RUDOLPH AND FROSTY'S CHRISTMAS IN JULY starts with the drawn-out tale of how Rudolph (voiced by Billie Mae Richards) earned his special red nose. His North Pole neighbors include Frosty (Jackie Vernon) and the cheerful snowman's expanded family -- much to the chagrin of evil King Winterbolt (Paul Frees), who wants to retake the frigid territory from Santa (Mickey Rooney). When the friends help a hapless circus led by Lilly Loraine (Ethel Merman) they unknowingly step into Winterbolt's scheme -- which will result in Frosty and his family narrowly escaping death by melting, Santa and Mrs. Claus getting caught in a funnel cloud, and, worst of all, Rudolph becoming an unwitting accomplice to a felony crime.

Is it any good?


For the most part, this '70s special is a better fit for a Halloween scare than Christmas comfort. Bringing all of the best-loved characters from Rankin and Bass's beloved holiday specials is a creative idea, but a complicated plot and scary imagery make this animated tale an iffy choice for the young audience at which it was presumably aimed.

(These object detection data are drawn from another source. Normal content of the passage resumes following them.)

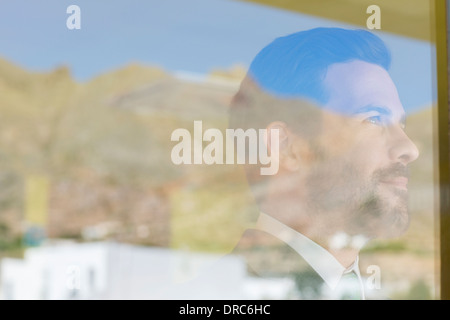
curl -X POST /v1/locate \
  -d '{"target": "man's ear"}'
[266,121,309,171]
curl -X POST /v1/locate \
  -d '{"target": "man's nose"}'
[389,125,419,165]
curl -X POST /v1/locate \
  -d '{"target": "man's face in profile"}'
[306,61,418,237]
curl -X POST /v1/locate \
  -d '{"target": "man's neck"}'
[262,205,368,267]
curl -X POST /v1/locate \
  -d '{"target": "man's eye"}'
[364,116,383,126]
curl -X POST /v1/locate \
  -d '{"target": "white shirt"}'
[256,212,365,300]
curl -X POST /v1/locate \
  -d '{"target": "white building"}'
[0,242,294,300]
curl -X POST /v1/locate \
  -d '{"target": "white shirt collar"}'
[256,212,359,290]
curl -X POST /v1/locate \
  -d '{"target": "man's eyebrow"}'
[353,106,392,116]
[353,105,406,125]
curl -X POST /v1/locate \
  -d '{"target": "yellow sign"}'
[25,175,50,227]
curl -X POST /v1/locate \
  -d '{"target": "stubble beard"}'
[307,163,410,238]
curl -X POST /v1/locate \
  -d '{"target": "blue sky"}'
[0,0,435,110]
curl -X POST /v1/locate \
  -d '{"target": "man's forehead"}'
[323,60,404,117]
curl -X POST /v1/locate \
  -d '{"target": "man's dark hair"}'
[229,28,391,191]
[243,28,391,104]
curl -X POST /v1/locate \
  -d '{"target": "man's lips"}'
[381,176,408,190]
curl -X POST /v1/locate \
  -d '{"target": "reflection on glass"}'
[0,1,436,299]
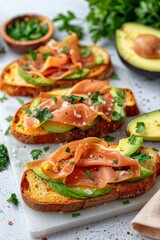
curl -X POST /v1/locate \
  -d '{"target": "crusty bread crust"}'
[21,144,158,212]
[11,89,139,144]
[0,47,113,97]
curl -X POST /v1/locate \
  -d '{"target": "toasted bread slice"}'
[11,89,139,144]
[21,144,159,212]
[0,46,113,97]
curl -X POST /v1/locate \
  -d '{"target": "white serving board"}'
[0,62,160,238]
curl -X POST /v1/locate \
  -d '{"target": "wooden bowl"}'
[1,14,54,53]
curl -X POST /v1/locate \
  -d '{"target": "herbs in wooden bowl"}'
[1,14,54,53]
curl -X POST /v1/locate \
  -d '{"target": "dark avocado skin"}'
[116,52,160,78]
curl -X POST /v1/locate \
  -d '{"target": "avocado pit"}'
[134,34,160,59]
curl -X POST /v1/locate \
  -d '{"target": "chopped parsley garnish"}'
[17,98,24,105]
[84,170,93,180]
[65,147,71,153]
[113,96,123,107]
[58,46,68,53]
[123,199,130,204]
[62,95,85,104]
[0,94,8,102]
[33,108,53,122]
[104,135,116,142]
[110,73,119,80]
[23,107,32,117]
[112,111,124,122]
[29,48,38,62]
[72,213,81,217]
[41,52,53,61]
[30,149,43,160]
[43,146,49,152]
[152,148,159,152]
[88,91,106,106]
[80,47,92,58]
[7,193,19,206]
[51,97,57,104]
[128,135,137,145]
[0,144,9,172]
[136,122,145,133]
[117,89,125,99]
[5,116,13,122]
[132,152,151,164]
[4,126,10,136]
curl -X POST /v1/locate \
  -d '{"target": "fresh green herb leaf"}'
[53,11,83,39]
[7,193,19,206]
[43,146,49,152]
[29,48,38,62]
[84,170,93,180]
[112,111,124,122]
[4,126,10,136]
[66,147,71,153]
[80,47,92,58]
[72,213,81,217]
[128,135,136,145]
[117,89,125,99]
[132,152,151,164]
[0,94,8,102]
[104,135,116,142]
[123,199,130,204]
[30,149,43,160]
[33,108,53,123]
[136,122,145,133]
[5,116,13,122]
[0,144,9,172]
[152,148,159,152]
[17,98,24,105]
[23,107,32,117]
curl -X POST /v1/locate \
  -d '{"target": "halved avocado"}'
[116,23,160,77]
[42,121,74,133]
[126,109,160,141]
[18,68,55,87]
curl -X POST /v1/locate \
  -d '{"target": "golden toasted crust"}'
[11,89,139,144]
[21,144,158,212]
[0,47,113,97]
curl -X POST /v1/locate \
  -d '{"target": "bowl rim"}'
[1,13,54,47]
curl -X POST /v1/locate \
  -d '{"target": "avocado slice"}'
[126,110,160,141]
[116,22,160,77]
[115,137,143,157]
[18,68,55,87]
[63,68,90,80]
[34,170,113,199]
[42,121,74,133]
[110,87,126,122]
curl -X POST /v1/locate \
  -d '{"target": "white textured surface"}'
[0,0,160,240]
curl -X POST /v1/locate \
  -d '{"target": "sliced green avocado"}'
[63,68,90,80]
[116,22,160,76]
[115,137,143,157]
[34,170,113,199]
[126,110,160,141]
[42,121,74,133]
[18,68,55,87]
[110,87,126,122]
[126,166,153,182]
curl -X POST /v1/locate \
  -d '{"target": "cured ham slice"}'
[26,138,140,189]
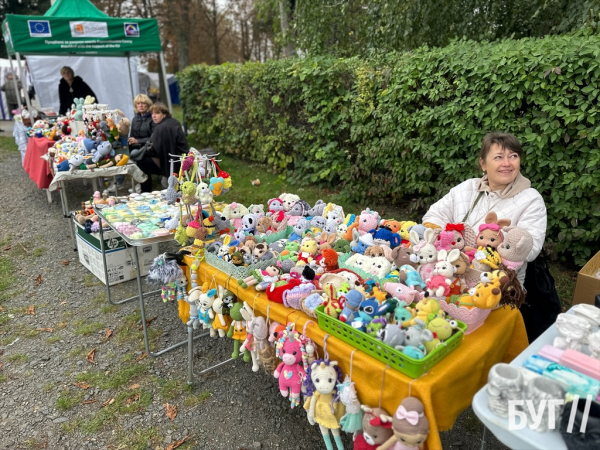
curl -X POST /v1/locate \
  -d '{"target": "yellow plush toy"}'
[459,270,509,309]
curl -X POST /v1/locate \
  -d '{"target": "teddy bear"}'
[496,227,533,270]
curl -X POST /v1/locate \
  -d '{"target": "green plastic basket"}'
[315,305,467,378]
[204,248,277,280]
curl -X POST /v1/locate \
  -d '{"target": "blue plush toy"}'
[339,289,365,322]
[369,227,402,248]
[350,298,391,331]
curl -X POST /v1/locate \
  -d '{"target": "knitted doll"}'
[227,303,250,362]
[377,397,429,450]
[304,360,345,450]
[273,326,308,408]
[496,227,533,270]
[354,405,394,450]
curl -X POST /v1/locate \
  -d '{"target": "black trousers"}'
[136,156,162,192]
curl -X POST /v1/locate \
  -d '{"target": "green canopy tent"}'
[2,0,172,111]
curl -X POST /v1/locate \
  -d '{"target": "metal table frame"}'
[95,209,233,385]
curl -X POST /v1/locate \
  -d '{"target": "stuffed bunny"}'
[427,248,460,297]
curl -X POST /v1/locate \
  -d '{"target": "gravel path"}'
[0,149,505,450]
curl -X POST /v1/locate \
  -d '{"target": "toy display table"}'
[185,257,528,450]
[473,310,571,450]
[53,164,148,250]
[23,137,54,193]
[96,210,226,384]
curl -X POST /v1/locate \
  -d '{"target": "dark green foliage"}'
[179,34,600,264]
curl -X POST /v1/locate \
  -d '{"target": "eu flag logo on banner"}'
[27,20,52,37]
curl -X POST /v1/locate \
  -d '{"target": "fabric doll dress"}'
[231,320,248,342]
[213,314,231,332]
[304,391,346,430]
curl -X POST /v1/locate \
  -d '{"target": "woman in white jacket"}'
[423,133,561,342]
[423,133,547,268]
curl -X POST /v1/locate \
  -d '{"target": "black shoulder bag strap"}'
[461,191,483,223]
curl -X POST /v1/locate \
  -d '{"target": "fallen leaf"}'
[125,394,140,405]
[165,436,190,450]
[100,398,115,408]
[85,347,97,364]
[138,316,158,330]
[163,403,177,421]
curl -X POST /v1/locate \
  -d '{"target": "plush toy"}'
[427,248,460,297]
[338,375,363,438]
[383,282,424,304]
[377,397,429,450]
[211,291,231,337]
[410,229,437,282]
[358,208,380,235]
[433,223,476,251]
[423,317,458,353]
[304,360,345,450]
[238,266,281,291]
[400,319,433,359]
[227,303,250,362]
[376,322,404,350]
[475,211,510,249]
[354,405,394,450]
[496,227,533,270]
[279,193,300,212]
[273,326,308,408]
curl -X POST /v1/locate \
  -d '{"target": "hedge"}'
[178,34,600,265]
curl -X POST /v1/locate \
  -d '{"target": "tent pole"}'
[158,52,173,114]
[6,52,22,117]
[127,53,135,106]
[15,52,34,114]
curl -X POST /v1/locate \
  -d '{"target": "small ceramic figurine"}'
[553,313,591,351]
[487,363,524,417]
[377,397,429,450]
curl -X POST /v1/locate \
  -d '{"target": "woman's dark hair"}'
[479,132,523,161]
[150,102,171,117]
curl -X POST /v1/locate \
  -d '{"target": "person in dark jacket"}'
[127,94,156,149]
[58,66,98,115]
[107,94,156,192]
[137,103,189,192]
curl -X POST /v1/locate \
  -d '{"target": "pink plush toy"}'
[383,283,425,305]
[358,208,379,235]
[273,324,308,408]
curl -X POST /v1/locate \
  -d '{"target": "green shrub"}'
[179,34,600,264]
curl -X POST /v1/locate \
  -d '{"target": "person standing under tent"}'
[58,66,98,116]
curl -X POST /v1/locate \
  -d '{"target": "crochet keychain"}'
[338,350,363,440]
[273,323,308,408]
[304,335,345,450]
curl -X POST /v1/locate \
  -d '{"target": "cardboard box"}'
[75,222,158,286]
[573,252,600,307]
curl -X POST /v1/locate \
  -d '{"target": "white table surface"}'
[472,318,567,450]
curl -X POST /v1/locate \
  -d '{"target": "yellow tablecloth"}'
[186,257,528,450]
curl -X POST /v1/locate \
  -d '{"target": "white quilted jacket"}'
[423,178,547,269]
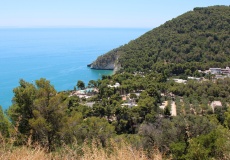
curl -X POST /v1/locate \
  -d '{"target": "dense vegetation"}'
[90,6,230,74]
[0,73,230,159]
[0,6,230,160]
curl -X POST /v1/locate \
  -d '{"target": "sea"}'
[0,28,150,110]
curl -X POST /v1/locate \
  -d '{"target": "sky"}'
[0,0,230,28]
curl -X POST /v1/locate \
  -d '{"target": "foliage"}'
[91,6,230,75]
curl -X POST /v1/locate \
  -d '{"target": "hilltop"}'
[90,6,230,74]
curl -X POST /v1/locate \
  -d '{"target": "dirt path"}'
[171,101,177,116]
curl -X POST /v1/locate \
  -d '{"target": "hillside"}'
[90,6,230,74]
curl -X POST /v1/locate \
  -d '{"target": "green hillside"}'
[91,6,230,74]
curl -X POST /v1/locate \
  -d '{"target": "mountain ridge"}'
[90,6,230,72]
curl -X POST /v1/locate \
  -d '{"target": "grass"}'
[0,135,162,160]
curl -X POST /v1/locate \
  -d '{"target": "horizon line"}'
[0,26,156,29]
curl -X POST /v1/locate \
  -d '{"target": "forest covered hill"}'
[91,6,230,74]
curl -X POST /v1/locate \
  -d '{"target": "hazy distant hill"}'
[91,6,230,72]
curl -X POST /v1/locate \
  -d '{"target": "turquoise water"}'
[0,28,149,109]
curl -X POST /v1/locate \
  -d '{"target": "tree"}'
[0,106,10,137]
[77,80,85,89]
[88,80,97,88]
[9,78,68,150]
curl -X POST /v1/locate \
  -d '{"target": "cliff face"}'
[88,49,120,70]
[89,61,115,70]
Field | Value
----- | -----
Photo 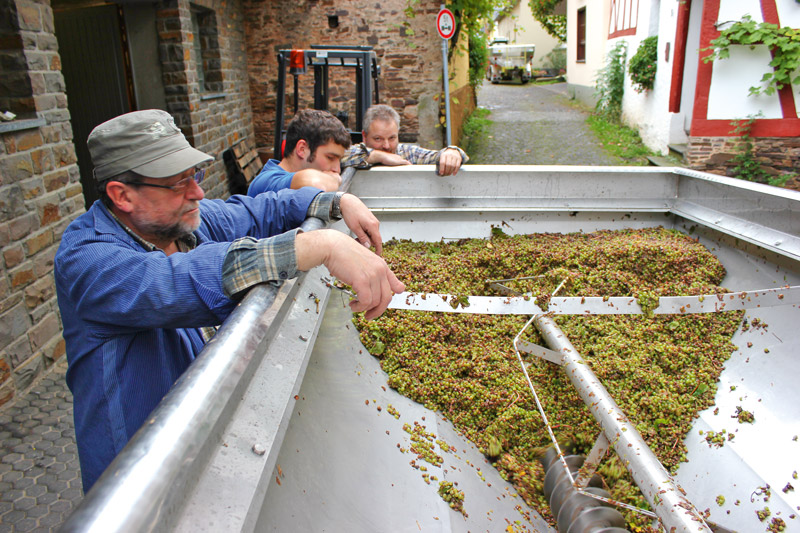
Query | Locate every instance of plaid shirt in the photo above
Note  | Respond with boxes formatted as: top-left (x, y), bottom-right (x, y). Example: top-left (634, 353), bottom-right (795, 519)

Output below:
top-left (342, 143), bottom-right (469, 169)
top-left (222, 192), bottom-right (340, 298)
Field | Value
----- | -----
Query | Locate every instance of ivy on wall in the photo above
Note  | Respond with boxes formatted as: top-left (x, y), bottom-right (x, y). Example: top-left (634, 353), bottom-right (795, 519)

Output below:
top-left (528, 0), bottom-right (564, 43)
top-left (703, 15), bottom-right (800, 95)
top-left (628, 35), bottom-right (658, 93)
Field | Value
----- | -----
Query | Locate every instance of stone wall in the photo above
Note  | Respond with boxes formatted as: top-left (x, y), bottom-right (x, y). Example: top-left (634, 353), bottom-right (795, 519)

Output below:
top-left (0, 0), bottom-right (253, 404)
top-left (244, 0), bottom-right (462, 154)
top-left (157, 0), bottom-right (253, 198)
top-left (686, 137), bottom-right (800, 183)
top-left (0, 0), bottom-right (83, 404)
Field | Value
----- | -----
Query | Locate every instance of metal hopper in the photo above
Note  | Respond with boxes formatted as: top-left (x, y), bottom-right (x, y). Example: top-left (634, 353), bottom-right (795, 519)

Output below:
top-left (65, 166), bottom-right (800, 532)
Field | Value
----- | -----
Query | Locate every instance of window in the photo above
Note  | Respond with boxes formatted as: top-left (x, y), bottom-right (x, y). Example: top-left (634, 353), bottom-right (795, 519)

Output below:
top-left (608, 0), bottom-right (640, 39)
top-left (575, 7), bottom-right (586, 63)
top-left (192, 4), bottom-right (223, 92)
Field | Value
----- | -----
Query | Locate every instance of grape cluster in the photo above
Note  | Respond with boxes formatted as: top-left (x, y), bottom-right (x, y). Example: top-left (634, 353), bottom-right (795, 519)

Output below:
top-left (354, 228), bottom-right (744, 531)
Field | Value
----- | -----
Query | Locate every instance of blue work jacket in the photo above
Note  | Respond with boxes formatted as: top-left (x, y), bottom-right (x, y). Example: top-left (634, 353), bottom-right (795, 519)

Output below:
top-left (55, 187), bottom-right (320, 491)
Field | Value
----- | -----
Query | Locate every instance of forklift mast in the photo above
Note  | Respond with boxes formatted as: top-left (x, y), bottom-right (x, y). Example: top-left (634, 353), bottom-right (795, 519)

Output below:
top-left (273, 45), bottom-right (380, 160)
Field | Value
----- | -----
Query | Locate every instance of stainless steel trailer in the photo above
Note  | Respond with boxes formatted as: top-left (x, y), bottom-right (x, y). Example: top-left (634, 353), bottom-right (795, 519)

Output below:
top-left (64, 166), bottom-right (800, 532)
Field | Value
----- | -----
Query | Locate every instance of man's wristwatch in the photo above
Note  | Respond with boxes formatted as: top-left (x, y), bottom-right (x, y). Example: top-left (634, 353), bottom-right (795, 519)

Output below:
top-left (331, 192), bottom-right (344, 219)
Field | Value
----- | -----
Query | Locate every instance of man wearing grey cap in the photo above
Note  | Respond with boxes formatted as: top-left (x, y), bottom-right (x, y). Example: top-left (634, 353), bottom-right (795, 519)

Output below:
top-left (55, 110), bottom-right (405, 491)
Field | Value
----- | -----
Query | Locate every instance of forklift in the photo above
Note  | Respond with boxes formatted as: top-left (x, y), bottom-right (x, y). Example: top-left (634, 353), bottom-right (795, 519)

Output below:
top-left (273, 45), bottom-right (380, 160)
top-left (222, 45), bottom-right (380, 194)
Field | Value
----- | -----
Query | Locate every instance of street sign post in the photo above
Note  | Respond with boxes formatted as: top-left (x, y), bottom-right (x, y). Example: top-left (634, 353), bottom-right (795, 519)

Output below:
top-left (436, 4), bottom-right (456, 146)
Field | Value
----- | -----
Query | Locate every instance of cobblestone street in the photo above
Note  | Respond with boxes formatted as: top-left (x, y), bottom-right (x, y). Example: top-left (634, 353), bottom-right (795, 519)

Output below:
top-left (469, 81), bottom-right (623, 165)
top-left (0, 357), bottom-right (83, 533)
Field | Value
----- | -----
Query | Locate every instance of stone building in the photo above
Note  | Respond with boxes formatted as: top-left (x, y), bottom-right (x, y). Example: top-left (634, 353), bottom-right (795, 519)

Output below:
top-left (244, 0), bottom-right (475, 156)
top-left (0, 0), bottom-right (474, 405)
top-left (0, 0), bottom-right (253, 404)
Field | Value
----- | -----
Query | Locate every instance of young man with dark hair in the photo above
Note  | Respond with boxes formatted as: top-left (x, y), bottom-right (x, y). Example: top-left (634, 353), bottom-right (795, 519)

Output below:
top-left (247, 109), bottom-right (350, 196)
top-left (342, 104), bottom-right (469, 176)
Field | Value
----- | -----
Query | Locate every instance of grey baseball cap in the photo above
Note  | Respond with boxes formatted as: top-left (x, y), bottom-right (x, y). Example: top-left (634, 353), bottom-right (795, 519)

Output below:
top-left (86, 109), bottom-right (214, 181)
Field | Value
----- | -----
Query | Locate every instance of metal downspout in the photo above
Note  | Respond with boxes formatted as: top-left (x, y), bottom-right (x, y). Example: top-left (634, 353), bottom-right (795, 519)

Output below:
top-left (534, 315), bottom-right (711, 533)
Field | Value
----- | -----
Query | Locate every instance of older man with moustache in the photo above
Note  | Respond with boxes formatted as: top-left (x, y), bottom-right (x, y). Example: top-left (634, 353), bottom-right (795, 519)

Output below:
top-left (342, 104), bottom-right (469, 176)
top-left (55, 110), bottom-right (404, 491)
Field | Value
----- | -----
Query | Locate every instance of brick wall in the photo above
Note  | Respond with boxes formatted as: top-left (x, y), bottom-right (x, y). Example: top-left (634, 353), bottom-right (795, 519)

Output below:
top-left (0, 0), bottom-right (83, 404)
top-left (157, 0), bottom-right (254, 198)
top-left (244, 0), bottom-right (462, 153)
top-left (0, 0), bottom-right (253, 404)
top-left (686, 137), bottom-right (800, 183)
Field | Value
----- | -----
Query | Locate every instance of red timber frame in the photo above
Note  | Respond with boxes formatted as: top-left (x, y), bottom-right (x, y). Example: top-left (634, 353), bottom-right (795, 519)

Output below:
top-left (692, 0), bottom-right (800, 137)
top-left (608, 0), bottom-right (639, 39)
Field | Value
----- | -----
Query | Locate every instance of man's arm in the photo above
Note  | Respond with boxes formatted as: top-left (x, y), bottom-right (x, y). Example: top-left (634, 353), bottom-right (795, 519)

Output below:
top-left (397, 144), bottom-right (469, 176)
top-left (222, 193), bottom-right (405, 318)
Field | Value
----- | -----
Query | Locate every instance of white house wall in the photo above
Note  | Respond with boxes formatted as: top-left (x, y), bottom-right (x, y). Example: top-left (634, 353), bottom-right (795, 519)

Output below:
top-left (707, 46), bottom-right (783, 120)
top-left (620, 0), bottom-right (685, 154)
top-left (567, 0), bottom-right (611, 95)
top-left (492, 0), bottom-right (559, 68)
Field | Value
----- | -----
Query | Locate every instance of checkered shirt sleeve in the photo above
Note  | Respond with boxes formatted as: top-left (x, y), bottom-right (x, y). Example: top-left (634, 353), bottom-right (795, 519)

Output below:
top-left (222, 192), bottom-right (336, 298)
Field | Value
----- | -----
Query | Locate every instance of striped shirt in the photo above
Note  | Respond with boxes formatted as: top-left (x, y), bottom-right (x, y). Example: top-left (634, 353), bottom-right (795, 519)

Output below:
top-left (341, 143), bottom-right (469, 169)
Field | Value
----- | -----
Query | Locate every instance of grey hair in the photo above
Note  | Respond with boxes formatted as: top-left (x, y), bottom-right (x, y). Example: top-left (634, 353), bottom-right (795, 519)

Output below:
top-left (363, 104), bottom-right (400, 133)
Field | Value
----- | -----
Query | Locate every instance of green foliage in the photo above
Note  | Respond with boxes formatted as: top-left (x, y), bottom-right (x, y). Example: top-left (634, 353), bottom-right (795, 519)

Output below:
top-left (595, 41), bottom-right (628, 122)
top-left (462, 107), bottom-right (492, 137)
top-left (528, 0), bottom-right (567, 43)
top-left (469, 33), bottom-right (489, 89)
top-left (542, 48), bottom-right (567, 71)
top-left (703, 15), bottom-right (800, 95)
top-left (446, 0), bottom-right (513, 54)
top-left (628, 35), bottom-right (658, 93)
top-left (586, 115), bottom-right (656, 166)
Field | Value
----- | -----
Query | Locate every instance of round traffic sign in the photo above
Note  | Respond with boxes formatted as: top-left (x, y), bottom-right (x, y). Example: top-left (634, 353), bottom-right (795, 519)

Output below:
top-left (436, 8), bottom-right (456, 39)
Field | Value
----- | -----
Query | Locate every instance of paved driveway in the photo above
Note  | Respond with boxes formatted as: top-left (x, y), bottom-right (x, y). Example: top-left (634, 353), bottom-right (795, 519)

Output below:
top-left (469, 82), bottom-right (623, 165)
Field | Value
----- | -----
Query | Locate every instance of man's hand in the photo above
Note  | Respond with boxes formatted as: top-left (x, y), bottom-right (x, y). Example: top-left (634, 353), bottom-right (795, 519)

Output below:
top-left (437, 148), bottom-right (461, 176)
top-left (295, 230), bottom-right (406, 320)
top-left (339, 194), bottom-right (386, 256)
top-left (367, 150), bottom-right (411, 167)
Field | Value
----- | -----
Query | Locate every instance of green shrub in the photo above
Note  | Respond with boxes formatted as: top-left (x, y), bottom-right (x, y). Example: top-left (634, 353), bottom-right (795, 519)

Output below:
top-left (595, 41), bottom-right (628, 122)
top-left (628, 35), bottom-right (658, 93)
top-left (469, 33), bottom-right (489, 89)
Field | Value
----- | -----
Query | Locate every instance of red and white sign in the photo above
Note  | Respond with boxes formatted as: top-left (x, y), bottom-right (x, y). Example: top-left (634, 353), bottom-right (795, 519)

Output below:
top-left (436, 8), bottom-right (456, 40)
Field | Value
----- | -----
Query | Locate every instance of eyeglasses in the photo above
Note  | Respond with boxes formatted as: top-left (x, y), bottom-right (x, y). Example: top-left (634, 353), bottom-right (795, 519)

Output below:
top-left (129, 168), bottom-right (206, 194)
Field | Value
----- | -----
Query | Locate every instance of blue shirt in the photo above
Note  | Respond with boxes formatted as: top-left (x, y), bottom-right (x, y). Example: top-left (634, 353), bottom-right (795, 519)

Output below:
top-left (247, 159), bottom-right (294, 196)
top-left (54, 187), bottom-right (321, 491)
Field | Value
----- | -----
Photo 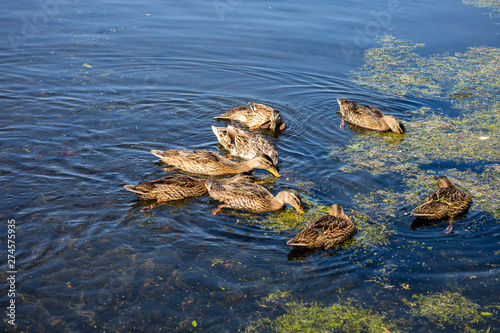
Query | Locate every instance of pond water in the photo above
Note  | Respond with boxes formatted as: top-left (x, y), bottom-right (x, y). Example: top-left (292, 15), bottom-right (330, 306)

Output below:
top-left (0, 0), bottom-right (500, 332)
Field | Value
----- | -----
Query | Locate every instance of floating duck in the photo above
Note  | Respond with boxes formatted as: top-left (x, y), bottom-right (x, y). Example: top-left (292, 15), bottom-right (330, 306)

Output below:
top-left (337, 98), bottom-right (405, 134)
top-left (287, 204), bottom-right (356, 249)
top-left (205, 180), bottom-right (304, 215)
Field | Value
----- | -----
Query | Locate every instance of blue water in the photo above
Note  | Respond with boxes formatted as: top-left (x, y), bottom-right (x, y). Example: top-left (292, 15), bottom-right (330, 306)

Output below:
top-left (0, 0), bottom-right (500, 332)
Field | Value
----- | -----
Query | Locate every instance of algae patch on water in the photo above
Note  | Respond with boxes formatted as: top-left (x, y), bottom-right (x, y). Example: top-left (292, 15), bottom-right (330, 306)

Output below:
top-left (350, 35), bottom-right (500, 101)
top-left (245, 302), bottom-right (400, 332)
top-left (247, 198), bottom-right (393, 248)
top-left (462, 0), bottom-right (500, 24)
top-left (353, 164), bottom-right (500, 219)
top-left (404, 291), bottom-right (484, 332)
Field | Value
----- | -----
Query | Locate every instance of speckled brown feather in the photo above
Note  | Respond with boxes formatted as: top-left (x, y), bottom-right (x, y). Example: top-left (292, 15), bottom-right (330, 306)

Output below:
top-left (205, 181), bottom-right (302, 213)
top-left (212, 126), bottom-right (278, 166)
top-left (412, 176), bottom-right (472, 220)
top-left (287, 204), bottom-right (356, 249)
top-left (124, 173), bottom-right (256, 201)
top-left (151, 149), bottom-right (279, 177)
top-left (215, 102), bottom-right (285, 130)
top-left (337, 98), bottom-right (405, 134)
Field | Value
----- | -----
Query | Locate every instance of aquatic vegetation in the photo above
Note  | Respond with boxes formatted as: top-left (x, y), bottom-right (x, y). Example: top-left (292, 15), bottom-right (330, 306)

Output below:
top-left (350, 211), bottom-right (394, 248)
top-left (462, 0), bottom-right (500, 24)
top-left (245, 302), bottom-right (400, 332)
top-left (246, 197), bottom-right (393, 248)
top-left (404, 291), bottom-right (484, 331)
top-left (262, 289), bottom-right (292, 303)
top-left (350, 35), bottom-right (500, 102)
top-left (354, 164), bottom-right (500, 221)
top-left (249, 197), bottom-right (330, 230)
top-left (332, 109), bottom-right (500, 174)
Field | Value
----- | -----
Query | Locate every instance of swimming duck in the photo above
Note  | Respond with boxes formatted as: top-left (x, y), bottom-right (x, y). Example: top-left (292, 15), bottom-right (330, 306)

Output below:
top-left (124, 172), bottom-right (257, 210)
top-left (215, 102), bottom-right (286, 131)
top-left (411, 176), bottom-right (472, 231)
top-left (205, 180), bottom-right (304, 215)
top-left (287, 204), bottom-right (356, 250)
top-left (337, 98), bottom-right (405, 134)
top-left (212, 125), bottom-right (278, 166)
top-left (151, 149), bottom-right (281, 177)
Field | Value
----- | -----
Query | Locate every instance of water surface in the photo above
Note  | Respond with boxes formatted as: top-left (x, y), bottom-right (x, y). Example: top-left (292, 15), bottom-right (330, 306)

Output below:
top-left (0, 0), bottom-right (499, 332)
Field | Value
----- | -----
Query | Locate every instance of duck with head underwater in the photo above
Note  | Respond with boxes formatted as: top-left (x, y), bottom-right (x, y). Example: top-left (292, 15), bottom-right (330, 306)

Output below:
top-left (151, 149), bottom-right (281, 177)
top-left (205, 180), bottom-right (304, 215)
top-left (286, 204), bottom-right (356, 250)
top-left (215, 102), bottom-right (286, 131)
top-left (337, 98), bottom-right (405, 134)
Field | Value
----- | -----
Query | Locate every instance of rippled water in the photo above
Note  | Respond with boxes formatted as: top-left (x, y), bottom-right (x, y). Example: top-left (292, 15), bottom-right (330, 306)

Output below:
top-left (0, 0), bottom-right (500, 332)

Cheerful Christmas songs -- punched up by secular hits like "Don't Let the Parade Pass You By" -- save it from being a total washout, but few kids will want to see Santa, Frosty, and Rudolph threatened with bodily harm over and over again.

The stop-motion animation and recognizable voice cast make the movie's style familiar, and the addition of Merman belting out tunes only improves it. The alternate world of Winterbolt's holiday, where the sleigh is pulled by hissing, slithering rein-snakes and the reindeer looks like he came off Skid Row, gets points for creativity.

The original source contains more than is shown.